Amid these teacher evaluation reforms is one constant: The teachers who care about their evaluations. They want meaningful teaching feedback that recognizes their efforts, not just the results of student test score data. They want support of their personal/professional goals and the guidance to realize them. They want encouragement to try new things and recognition for teaching’s top milestones such as National Board Certification.
Whether you’re a novice or veteran teacher, there are many things you can learn from observations and supervisor evaluations. Here are four takeaways to make the most of them.
- Be Open to Constructive Feedback
Criticism can be a good thing. My most helpful supervisors left notes with positive feedback, visited often, and acknowledged strengths.

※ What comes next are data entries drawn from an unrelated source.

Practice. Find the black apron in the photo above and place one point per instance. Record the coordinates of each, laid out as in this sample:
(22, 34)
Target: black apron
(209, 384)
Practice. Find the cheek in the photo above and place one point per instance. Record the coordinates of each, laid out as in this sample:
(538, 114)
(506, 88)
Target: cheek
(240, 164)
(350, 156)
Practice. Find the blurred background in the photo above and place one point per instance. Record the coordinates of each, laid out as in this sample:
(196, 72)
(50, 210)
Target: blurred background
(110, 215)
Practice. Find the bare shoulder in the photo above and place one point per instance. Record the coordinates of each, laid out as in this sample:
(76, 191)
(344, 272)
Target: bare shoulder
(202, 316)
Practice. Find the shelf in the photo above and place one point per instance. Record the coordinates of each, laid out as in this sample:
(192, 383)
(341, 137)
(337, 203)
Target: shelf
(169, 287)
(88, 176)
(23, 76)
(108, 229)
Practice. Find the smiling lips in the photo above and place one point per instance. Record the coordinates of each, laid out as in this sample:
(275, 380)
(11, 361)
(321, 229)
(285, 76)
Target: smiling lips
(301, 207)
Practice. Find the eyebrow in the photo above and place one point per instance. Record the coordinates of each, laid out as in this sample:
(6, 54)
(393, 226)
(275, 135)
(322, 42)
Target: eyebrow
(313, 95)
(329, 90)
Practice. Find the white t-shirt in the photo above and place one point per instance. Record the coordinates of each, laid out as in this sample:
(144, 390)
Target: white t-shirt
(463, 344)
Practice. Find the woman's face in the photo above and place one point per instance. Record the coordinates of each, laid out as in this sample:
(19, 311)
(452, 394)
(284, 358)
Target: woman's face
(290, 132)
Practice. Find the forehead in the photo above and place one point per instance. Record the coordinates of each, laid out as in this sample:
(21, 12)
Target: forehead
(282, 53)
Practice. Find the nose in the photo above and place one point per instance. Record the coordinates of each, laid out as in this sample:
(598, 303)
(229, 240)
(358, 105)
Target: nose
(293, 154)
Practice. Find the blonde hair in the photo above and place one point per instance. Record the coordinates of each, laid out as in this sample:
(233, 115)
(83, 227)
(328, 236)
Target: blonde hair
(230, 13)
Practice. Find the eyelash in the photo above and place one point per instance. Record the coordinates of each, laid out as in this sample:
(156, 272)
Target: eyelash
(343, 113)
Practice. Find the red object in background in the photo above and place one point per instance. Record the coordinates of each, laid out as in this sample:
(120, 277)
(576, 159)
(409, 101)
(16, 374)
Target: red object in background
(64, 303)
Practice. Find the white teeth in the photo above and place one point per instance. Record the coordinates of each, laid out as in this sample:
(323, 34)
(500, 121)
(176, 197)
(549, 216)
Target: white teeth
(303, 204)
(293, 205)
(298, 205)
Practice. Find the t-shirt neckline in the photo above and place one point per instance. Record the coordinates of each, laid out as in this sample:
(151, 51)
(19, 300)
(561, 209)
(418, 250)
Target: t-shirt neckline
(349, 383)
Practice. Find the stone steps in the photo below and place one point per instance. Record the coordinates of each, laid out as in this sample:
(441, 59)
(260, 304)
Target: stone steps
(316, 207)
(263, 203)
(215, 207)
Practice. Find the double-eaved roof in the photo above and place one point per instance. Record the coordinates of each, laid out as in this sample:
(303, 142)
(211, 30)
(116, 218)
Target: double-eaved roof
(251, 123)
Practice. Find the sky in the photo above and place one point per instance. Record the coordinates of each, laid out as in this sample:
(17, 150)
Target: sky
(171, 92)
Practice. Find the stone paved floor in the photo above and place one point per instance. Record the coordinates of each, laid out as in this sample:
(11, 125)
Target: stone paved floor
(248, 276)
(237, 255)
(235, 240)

They provided a culture that supports teachers' growth and worked with me on setting goals for improvement. Their constructive criticism led to new professional development opportunities. Yes, it can be difficult to hear criticism of any sort, but the best administrators took the time to establish a relationship of trust and professional growth to help me become a better teacher.

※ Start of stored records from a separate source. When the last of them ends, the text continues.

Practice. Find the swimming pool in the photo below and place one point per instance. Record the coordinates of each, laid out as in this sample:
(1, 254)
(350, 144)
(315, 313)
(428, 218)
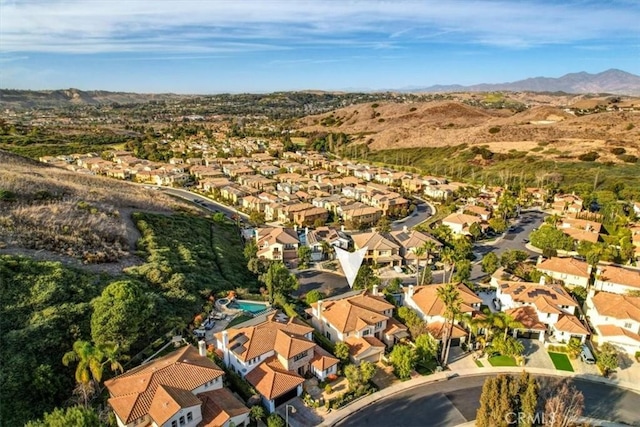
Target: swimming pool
(250, 306)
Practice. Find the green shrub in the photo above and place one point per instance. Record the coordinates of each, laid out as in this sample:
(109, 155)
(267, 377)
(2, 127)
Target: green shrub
(591, 156)
(628, 158)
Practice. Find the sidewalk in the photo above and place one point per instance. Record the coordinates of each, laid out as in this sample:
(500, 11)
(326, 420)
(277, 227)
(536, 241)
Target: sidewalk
(337, 416)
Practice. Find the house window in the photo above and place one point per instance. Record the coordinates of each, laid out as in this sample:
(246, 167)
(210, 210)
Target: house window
(300, 356)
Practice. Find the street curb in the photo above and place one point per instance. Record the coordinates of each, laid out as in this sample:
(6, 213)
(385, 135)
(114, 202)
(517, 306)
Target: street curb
(358, 405)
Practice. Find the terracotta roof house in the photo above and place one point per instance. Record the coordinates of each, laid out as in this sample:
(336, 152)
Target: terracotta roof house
(616, 278)
(566, 203)
(221, 408)
(362, 215)
(381, 248)
(424, 299)
(570, 271)
(175, 390)
(274, 353)
(616, 319)
(535, 304)
(277, 244)
(362, 319)
(459, 223)
(332, 236)
(410, 240)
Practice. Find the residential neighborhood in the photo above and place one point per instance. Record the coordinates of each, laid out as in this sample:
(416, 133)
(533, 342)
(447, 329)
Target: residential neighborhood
(298, 208)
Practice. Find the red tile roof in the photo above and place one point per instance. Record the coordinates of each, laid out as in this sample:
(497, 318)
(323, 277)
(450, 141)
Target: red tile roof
(134, 392)
(272, 380)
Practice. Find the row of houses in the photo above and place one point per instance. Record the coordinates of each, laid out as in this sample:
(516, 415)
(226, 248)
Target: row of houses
(394, 248)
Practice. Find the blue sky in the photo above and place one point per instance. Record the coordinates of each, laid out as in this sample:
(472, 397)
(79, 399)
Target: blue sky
(213, 46)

- Cultivate Growth and Improvement
Your perception of yourself may differ from how others view you. Even when we think we understand how others see us, we can be wrong. In her fascinating book, Insight, psychologist Dr. Tasha Eurich explains how it’s rare to get candid, objective data on what we’re doing well and where we can improve. She elaborates on the numerous barriers to self-awareness and details how “outside eyes” can help us succeed at work and in life.
- Engage in Self-Analysis
Not your year for a formal evaluation? Reflect on your teaching. Reflecting for five or ten minutes at the end of each day builds new teaching skills. Jot down notes and begin to implement small changes based on patterns or trends within these reflections. Analyzing your daily accomplishments leads to creative ideas and/or actions that can reframe issues and perspectives. Like any new endeavor, the reflective process takes practice to become a permanent fixture, but daily practice yields a more proactive mindset.
- Be Your Own Observer
Being a student of those around us is an alternate form of observation. Learning from other teachers is a valuable practice. Colleagues taught me the best teaching practices through example by:
- Engaging in conversations about lesson activities that “worked” or didn’t work.
- Sharing suggestions to motivate challenging students.
- Observing and modeling effective teaching behavior.
- Welcoming me into their classrooms.
Does the observation/evaluation process help you think differently about your teaching? How have you approached observations?